Thats really good information thanks for sharing. Have you considered pulling out the crankshaft balancer?
I'm really intrigued with what Cedric Smith has done with the left hand side cover on his engine. Its obvious he has removed the starter motor and related junk. it seems he has used a donor rotor and stator and made a custom side cover. It looks as though there is no oil in that side of the engine anymore.
It looks cool as hell, even though you would have to push start the bike all the time. Any one know what rotor and stator he used? Im keen to run a total lose electrical system on my bike, just for the sake of weight reduction as it would make it possible to lose the starter motor and associated parts. Is it possible to make the standard GS electrical system a total lose system?
No matter what i do to it, it's still a GS
It's not how fast your bike is, it's how long you are prepared to hold the throttle on.

moto

#17
Im assuming you want to run total loss on a race bike?

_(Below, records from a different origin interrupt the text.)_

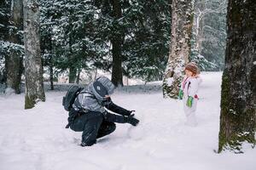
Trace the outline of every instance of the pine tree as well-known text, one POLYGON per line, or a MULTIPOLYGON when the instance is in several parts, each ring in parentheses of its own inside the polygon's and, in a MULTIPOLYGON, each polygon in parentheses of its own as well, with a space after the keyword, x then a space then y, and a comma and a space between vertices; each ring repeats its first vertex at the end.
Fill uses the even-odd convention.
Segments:
POLYGON ((241 153, 243 144, 256 144, 255 8, 253 0, 229 0, 218 152, 241 153))
POLYGON ((163 94, 164 97, 177 99, 182 82, 182 71, 190 54, 192 1, 173 0, 172 10, 172 42, 163 80, 163 94))
POLYGON ((39 3, 24 0, 25 45, 25 109, 31 109, 38 101, 45 101, 43 67, 39 42, 39 3))
POLYGON ((21 31, 23 30, 23 5, 22 0, 12 0, 11 24, 9 42, 9 52, 6 55, 7 88, 20 94, 20 79, 22 73, 23 42, 21 31))

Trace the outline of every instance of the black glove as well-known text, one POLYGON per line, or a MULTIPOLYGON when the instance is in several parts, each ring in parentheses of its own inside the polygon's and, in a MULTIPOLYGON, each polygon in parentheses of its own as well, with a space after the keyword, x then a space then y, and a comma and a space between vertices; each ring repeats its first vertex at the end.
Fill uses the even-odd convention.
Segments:
POLYGON ((140 121, 137 120, 137 118, 134 118, 133 116, 134 116, 134 114, 131 114, 131 115, 128 116, 127 117, 125 117, 125 121, 126 122, 131 124, 132 126, 137 126, 140 121))

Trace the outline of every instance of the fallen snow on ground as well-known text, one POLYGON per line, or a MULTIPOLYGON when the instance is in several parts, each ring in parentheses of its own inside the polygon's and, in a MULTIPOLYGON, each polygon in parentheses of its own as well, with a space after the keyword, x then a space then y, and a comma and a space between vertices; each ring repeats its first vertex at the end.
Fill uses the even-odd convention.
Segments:
POLYGON ((136 110, 137 127, 118 124, 96 144, 82 148, 81 133, 66 129, 65 92, 25 110, 24 94, 0 96, 1 170, 254 170, 256 150, 214 153, 219 130, 220 72, 203 72, 198 126, 184 125, 182 102, 165 99, 160 83, 118 88, 114 103, 136 110))

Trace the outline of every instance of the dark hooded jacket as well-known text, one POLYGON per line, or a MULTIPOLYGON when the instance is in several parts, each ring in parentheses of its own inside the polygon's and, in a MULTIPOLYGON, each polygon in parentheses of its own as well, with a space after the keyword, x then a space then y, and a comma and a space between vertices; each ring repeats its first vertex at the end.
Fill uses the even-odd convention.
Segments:
POLYGON ((106 99, 105 95, 113 93, 114 85, 106 76, 100 76, 84 89, 76 98, 73 107, 75 110, 98 111, 110 122, 123 122, 124 117, 108 112, 106 108, 122 116, 130 116, 131 111, 113 104, 111 99, 106 99))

I think you would need to rewire the bike. To get it to work you would need to strip all lights, and anything with a current draw anyway otherwise you would have a huge battery instead of a small battery and alternator.

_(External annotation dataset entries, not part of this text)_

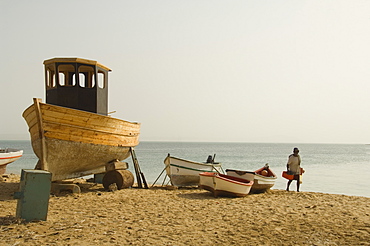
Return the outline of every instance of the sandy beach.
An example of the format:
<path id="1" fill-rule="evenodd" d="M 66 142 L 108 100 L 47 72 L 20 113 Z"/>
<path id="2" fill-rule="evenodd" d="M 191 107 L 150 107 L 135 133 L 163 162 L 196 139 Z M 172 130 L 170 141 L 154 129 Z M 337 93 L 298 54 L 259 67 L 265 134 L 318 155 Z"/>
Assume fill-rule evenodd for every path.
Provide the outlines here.
<path id="1" fill-rule="evenodd" d="M 47 221 L 25 223 L 15 218 L 18 189 L 17 175 L 0 182 L 0 245 L 370 245 L 366 197 L 273 189 L 214 198 L 98 184 L 51 195 Z"/>

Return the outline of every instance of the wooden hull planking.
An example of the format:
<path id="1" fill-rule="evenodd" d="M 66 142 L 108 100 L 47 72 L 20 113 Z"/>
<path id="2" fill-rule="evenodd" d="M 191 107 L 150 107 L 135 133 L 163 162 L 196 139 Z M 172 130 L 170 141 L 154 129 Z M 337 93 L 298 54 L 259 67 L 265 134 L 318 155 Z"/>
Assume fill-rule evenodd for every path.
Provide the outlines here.
<path id="1" fill-rule="evenodd" d="M 102 173 L 105 164 L 130 156 L 140 124 L 37 102 L 24 113 L 38 168 L 52 180 Z"/>

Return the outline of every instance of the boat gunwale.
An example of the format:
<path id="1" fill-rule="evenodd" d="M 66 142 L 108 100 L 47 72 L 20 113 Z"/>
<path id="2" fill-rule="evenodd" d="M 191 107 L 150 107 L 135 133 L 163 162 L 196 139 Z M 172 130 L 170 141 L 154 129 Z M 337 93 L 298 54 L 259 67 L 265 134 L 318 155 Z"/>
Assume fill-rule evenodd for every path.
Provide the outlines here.
<path id="1" fill-rule="evenodd" d="M 175 156 L 167 156 L 166 159 L 168 158 L 173 158 L 173 159 L 177 159 L 177 160 L 180 160 L 180 161 L 184 161 L 184 162 L 188 162 L 188 163 L 193 163 L 193 164 L 197 164 L 197 165 L 202 165 L 202 166 L 216 166 L 216 167 L 221 167 L 221 163 L 220 162 L 215 162 L 215 163 L 202 163 L 202 162 L 196 162 L 196 161 L 189 161 L 189 160 L 186 160 L 186 159 L 182 159 L 182 158 L 179 158 L 179 157 L 175 157 Z M 164 160 L 166 162 L 166 159 Z M 171 164 L 171 162 L 170 162 Z"/>

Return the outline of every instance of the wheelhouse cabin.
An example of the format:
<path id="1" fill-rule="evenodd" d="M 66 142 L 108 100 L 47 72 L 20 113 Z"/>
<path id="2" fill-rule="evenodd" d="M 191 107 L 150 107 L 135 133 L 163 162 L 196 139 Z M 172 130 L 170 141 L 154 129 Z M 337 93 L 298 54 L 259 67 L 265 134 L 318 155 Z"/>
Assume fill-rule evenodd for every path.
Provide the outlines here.
<path id="1" fill-rule="evenodd" d="M 46 103 L 108 114 L 110 68 L 81 58 L 52 58 L 44 66 Z"/>

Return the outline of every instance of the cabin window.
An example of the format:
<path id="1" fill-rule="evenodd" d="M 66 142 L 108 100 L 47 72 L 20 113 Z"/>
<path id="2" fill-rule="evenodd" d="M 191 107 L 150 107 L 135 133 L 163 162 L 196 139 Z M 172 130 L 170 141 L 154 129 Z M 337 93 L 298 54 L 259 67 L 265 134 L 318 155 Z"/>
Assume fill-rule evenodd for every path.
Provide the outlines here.
<path id="1" fill-rule="evenodd" d="M 46 69 L 46 86 L 48 88 L 55 87 L 55 73 L 50 68 Z"/>
<path id="2" fill-rule="evenodd" d="M 94 67 L 81 65 L 78 67 L 78 80 L 81 87 L 93 88 L 95 86 Z"/>
<path id="3" fill-rule="evenodd" d="M 98 71 L 98 86 L 99 88 L 105 88 L 105 73 Z"/>
<path id="4" fill-rule="evenodd" d="M 58 67 L 58 79 L 60 86 L 75 86 L 76 72 L 71 64 L 63 64 Z"/>

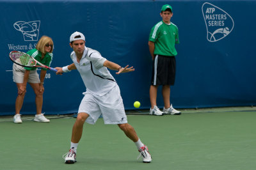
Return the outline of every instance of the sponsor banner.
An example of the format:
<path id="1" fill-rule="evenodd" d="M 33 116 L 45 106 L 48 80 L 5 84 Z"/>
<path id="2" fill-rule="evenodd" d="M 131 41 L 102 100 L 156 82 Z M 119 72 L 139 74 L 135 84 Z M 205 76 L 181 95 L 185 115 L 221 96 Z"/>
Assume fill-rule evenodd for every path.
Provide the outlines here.
<path id="1" fill-rule="evenodd" d="M 233 19 L 220 7 L 205 3 L 202 6 L 202 12 L 206 26 L 207 38 L 210 42 L 225 38 L 233 30 Z"/>

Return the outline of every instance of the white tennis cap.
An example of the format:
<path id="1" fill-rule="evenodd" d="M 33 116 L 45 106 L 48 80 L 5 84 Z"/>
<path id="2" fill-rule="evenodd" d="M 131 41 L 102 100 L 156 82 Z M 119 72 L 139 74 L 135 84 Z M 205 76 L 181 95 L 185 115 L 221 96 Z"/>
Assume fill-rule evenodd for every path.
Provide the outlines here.
<path id="1" fill-rule="evenodd" d="M 75 38 L 77 36 L 80 36 L 80 37 Z M 74 33 L 73 34 L 71 35 L 70 38 L 69 38 L 69 42 L 74 42 L 76 40 L 79 40 L 85 41 L 84 36 L 81 33 L 76 31 L 75 33 Z"/>

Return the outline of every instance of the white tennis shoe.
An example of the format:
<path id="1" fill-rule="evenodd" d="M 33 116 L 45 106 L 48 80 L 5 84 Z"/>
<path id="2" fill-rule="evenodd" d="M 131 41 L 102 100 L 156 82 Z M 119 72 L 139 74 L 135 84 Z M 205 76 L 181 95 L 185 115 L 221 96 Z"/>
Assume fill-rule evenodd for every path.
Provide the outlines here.
<path id="1" fill-rule="evenodd" d="M 16 114 L 13 116 L 13 122 L 14 122 L 14 123 L 22 123 L 22 121 L 21 120 L 21 118 L 20 118 L 20 114 Z"/>
<path id="2" fill-rule="evenodd" d="M 155 105 L 153 109 L 150 108 L 149 114 L 156 115 L 156 116 L 162 116 L 163 115 L 163 112 L 160 111 L 159 109 L 157 107 L 157 106 Z"/>
<path id="3" fill-rule="evenodd" d="M 76 154 L 74 150 L 74 148 L 69 150 L 69 151 L 64 154 L 62 157 L 65 159 L 66 164 L 74 164 L 76 162 Z"/>
<path id="4" fill-rule="evenodd" d="M 139 149 L 140 155 L 137 159 L 140 157 L 142 157 L 143 159 L 143 163 L 150 163 L 152 161 L 151 155 L 148 152 L 148 147 L 147 146 L 143 146 Z"/>
<path id="5" fill-rule="evenodd" d="M 36 114 L 35 115 L 35 121 L 37 122 L 50 122 L 49 120 L 47 120 L 44 116 L 44 114 L 41 113 L 40 114 Z"/>
<path id="6" fill-rule="evenodd" d="M 172 107 L 172 104 L 171 104 L 171 106 L 170 106 L 169 108 L 165 109 L 164 107 L 163 111 L 165 114 L 180 115 L 181 114 L 180 111 L 178 111 Z"/>

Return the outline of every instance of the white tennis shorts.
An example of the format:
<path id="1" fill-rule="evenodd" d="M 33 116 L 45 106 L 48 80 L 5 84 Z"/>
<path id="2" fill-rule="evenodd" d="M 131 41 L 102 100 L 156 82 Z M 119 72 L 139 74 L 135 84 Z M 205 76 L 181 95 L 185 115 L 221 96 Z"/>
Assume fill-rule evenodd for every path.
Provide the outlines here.
<path id="1" fill-rule="evenodd" d="M 37 70 L 37 69 L 36 69 Z M 30 83 L 40 83 L 39 75 L 37 73 L 36 70 L 31 70 L 28 77 L 28 82 Z M 23 83 L 25 69 L 19 65 L 13 64 L 12 67 L 12 72 L 13 74 L 13 81 L 16 83 Z"/>
<path id="2" fill-rule="evenodd" d="M 123 99 L 118 85 L 106 95 L 99 97 L 85 92 L 81 102 L 78 114 L 86 112 L 90 115 L 86 122 L 95 124 L 102 114 L 105 124 L 123 124 L 127 123 Z"/>

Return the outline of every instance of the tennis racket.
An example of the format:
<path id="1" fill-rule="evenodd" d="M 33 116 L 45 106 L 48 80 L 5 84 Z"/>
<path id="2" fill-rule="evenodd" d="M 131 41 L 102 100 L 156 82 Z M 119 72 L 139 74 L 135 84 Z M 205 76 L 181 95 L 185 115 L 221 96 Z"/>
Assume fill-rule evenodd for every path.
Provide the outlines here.
<path id="1" fill-rule="evenodd" d="M 41 63 L 35 59 L 35 58 L 33 58 L 33 57 L 21 51 L 13 50 L 10 52 L 9 57 L 12 62 L 22 66 L 40 67 L 45 68 L 48 70 L 54 71 L 56 72 L 58 71 L 55 68 L 42 64 Z"/>

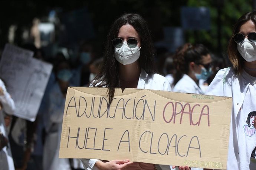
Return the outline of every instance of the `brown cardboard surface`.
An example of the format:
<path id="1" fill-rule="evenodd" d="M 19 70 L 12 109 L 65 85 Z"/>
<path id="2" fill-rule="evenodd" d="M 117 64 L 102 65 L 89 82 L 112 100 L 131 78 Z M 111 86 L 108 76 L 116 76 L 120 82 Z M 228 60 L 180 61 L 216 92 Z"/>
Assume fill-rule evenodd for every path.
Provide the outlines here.
<path id="1" fill-rule="evenodd" d="M 69 87 L 59 157 L 226 169 L 232 98 Z"/>

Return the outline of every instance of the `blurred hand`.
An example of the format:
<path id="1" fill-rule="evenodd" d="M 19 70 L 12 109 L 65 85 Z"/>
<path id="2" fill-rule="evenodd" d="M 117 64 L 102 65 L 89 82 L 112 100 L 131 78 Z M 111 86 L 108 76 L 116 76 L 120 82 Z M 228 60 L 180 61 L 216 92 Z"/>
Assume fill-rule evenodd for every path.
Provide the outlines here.
<path id="1" fill-rule="evenodd" d="M 96 162 L 96 166 L 100 170 L 121 170 L 126 169 L 127 166 L 133 163 L 129 160 L 113 160 L 106 162 L 99 160 Z"/>
<path id="2" fill-rule="evenodd" d="M 173 169 L 174 169 L 177 166 L 173 166 Z M 188 167 L 188 166 L 180 166 L 178 167 L 179 170 L 191 170 L 191 169 Z"/>

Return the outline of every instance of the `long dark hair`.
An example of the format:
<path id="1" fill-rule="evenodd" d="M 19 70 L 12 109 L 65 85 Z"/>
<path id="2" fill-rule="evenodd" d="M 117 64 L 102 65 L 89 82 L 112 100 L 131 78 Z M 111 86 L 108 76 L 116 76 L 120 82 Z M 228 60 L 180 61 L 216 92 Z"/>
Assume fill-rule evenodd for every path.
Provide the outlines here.
<path id="1" fill-rule="evenodd" d="M 201 44 L 193 45 L 188 43 L 178 48 L 173 56 L 174 65 L 176 69 L 174 74 L 174 85 L 181 78 L 184 74 L 188 74 L 190 62 L 194 62 L 198 64 L 203 56 L 209 54 L 207 48 Z"/>
<path id="2" fill-rule="evenodd" d="M 234 36 L 239 32 L 241 27 L 248 21 L 252 21 L 256 27 L 256 10 L 246 13 L 242 16 L 234 26 L 232 37 L 229 40 L 227 49 L 229 58 L 233 65 L 235 74 L 239 75 L 243 70 L 244 59 L 237 50 L 237 44 L 234 40 Z"/>
<path id="3" fill-rule="evenodd" d="M 141 16 L 137 14 L 125 13 L 121 16 L 114 21 L 111 26 L 107 36 L 104 49 L 104 65 L 94 81 L 93 81 L 91 86 L 107 87 L 109 104 L 114 96 L 115 88 L 120 86 L 118 62 L 114 57 L 114 47 L 112 41 L 118 37 L 120 28 L 127 24 L 133 27 L 141 39 L 141 48 L 139 58 L 141 68 L 148 74 L 155 72 L 154 64 L 155 52 L 147 22 Z"/>

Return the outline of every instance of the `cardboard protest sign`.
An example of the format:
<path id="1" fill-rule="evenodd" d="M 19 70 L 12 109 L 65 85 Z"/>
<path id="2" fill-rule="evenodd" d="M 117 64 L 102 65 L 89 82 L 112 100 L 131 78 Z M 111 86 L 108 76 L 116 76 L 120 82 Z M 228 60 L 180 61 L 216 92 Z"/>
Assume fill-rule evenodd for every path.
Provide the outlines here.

If your considering bump starting you would probably be better switching the battery out for a capacitor and keeping the electrical system standard.  I had that on my CB200, but that had a kicker.

I love my starter motor too much 😂



crackin

I'm sorry moto if i'm derailing your thread because i'm really interested in what you are up to, but i'm going to go total loss on my street bike.
I don;t use it to commute ,only for street racing so i think it will be ok. I'll use two batteries, one for ignition and one for lights.
Back to what Mr smith has on his bike, if he is running total loss then there is no stator behind that rotor. I guess its only there to give the engine some run on, and being smaller than the original GS rotor the engine will spin a bit up quicker.
I'm going to strip my rotor on the week end just a an experiment, and see how the engine behaves and what battery life i can expect. If all goes well i will strip the rest of the crap.
I'm chasing max horsepower and performance from this engine, not fuel economy. Im' going to do a port job soon too. I'm not sure that the head has room for oversize valves but if it does, i'm going to do that too, we'll see.
I'll probably remove the crankshaft balancer as well.
I will start a new thread on my experiences.
Regards Johno
P.S Excuse my lack of grammar and punctuation LOL
No matter what i do to it, it's still a GS
It's not how fast your bike is, it's how long you are prepared to hold the throttle on.

crackin

So I pulled my rotoe and noticed that you have to have oil in the left crank cover. There is no seal on the end of the crank. I can't figure out how Mr smith has done what he's done. He's a pretty clever fella.
No matter what i do to it, it's still a GS
It's not how fast your bike is, it's how long you are prepared to hold the throttle on.